Verdunningen maken

Om, uitgaande van een 1,0 molair oplossing (1), een verdunningsreeks te maken van 0,0 - 1,0 molair in stappen van 0,1 molair, bij een eindvolume van 10 mL, dienen de onderstaande hoeveelheden bij elkaar gevoegd te worden.
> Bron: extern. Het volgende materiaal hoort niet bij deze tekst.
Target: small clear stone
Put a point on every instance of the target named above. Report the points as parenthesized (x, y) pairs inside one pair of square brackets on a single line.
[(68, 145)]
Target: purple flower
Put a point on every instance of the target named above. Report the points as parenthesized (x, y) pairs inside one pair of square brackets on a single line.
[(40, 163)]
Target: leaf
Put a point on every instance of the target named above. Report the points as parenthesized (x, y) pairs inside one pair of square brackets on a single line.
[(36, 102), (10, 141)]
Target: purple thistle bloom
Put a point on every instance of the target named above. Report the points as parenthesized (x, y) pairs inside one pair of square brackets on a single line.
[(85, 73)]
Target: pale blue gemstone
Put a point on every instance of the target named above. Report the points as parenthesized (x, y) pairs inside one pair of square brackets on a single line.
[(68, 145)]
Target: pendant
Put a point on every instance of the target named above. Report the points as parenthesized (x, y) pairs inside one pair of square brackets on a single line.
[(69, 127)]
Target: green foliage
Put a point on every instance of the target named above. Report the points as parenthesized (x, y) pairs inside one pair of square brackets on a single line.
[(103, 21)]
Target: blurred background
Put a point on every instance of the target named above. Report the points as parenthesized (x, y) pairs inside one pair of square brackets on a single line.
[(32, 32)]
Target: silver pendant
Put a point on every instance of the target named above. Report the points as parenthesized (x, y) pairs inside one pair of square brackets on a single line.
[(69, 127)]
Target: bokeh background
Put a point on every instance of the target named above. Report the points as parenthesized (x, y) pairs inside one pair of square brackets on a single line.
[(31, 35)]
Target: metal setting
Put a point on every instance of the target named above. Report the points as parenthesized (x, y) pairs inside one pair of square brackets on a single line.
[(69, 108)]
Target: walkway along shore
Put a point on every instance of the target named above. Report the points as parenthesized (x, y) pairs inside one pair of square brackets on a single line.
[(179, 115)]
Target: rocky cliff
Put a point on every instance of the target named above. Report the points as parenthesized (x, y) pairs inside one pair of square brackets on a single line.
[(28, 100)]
Gebruik een 10 mL maatpipet.

buis # mL oplossing (1,0 M) mL oplosmiddel eindconcentratie oplossing (M)
00 00,0 10,0 0,0
01 01,0 09,0 0,1
02 02,0 08,0 0,2
03 03,0 07,0 0,3
04 04,0 06,0 0,4
05 05,0 05,0 0,5
06 06,0 04,0 0,6
07 07,0 03,0 0,7
08 08,0 02,0 0,8
09 09,0 01,0 0,9
10 10,0 00,0 1,0

(1) 1,0 molair = 1,0 mol/liter = 1,0 mol/L = 1,0 mol L-1 = 1,0 M


Pipet met schaalverdeling (maatpipet).

Deze pipet dient voor het afmeten van uiteenlopende hoeveelheden vloeistof of oplossing.
Deze pipet is nauwkeuriger dan de maatcilinder, maar onnauwkeuriger dan de volpipet.
De kleinste heeft een volume van 0 - 1 mL; de grootste van 0 - 25 mL.

Op vergelijkbare manier kan onderstaande verdunningsreeks gemaakt worden.

buis # mL oplossing (0,5 M) mL oplosmiddel eindconcentratie oplossing (M)
0 00,0 10,0 0,0
1 02,0 08,0 0,1
2 04,0 06,0 0,2
3 06,0 04,0 0,3
4 08,0 02,0 0,4
5 10,0 00,0 0,5


Om een 1 : 10 verdunningsreeks te maken, bij een eindvolume van 10 mL, voeg je steeds 1 mL oplossing uit de voorgaande buis toe aan 9 mL oplosmiddel in de volgende buis. Tussendoor goed schudden!!
In tabelvorm:

1 : 10 verdunningsreeks van een 1,0 molair oplossing
Pipetteer 10 mL 1,0 molair oplossing in buis #1, en vervolgens
1 mL uit buis # toevoegen aan 9 mL oplosmiddel in buis # eindconcentratie in molair
1 2 0,10000
2 3 0,01000
3 4 0,00100
4 5 0,00010
5 6 0,00001
en zo verder...

Op vergelijkbare manier kan een 1 : 2 verdunningsreeks gemaakt worden.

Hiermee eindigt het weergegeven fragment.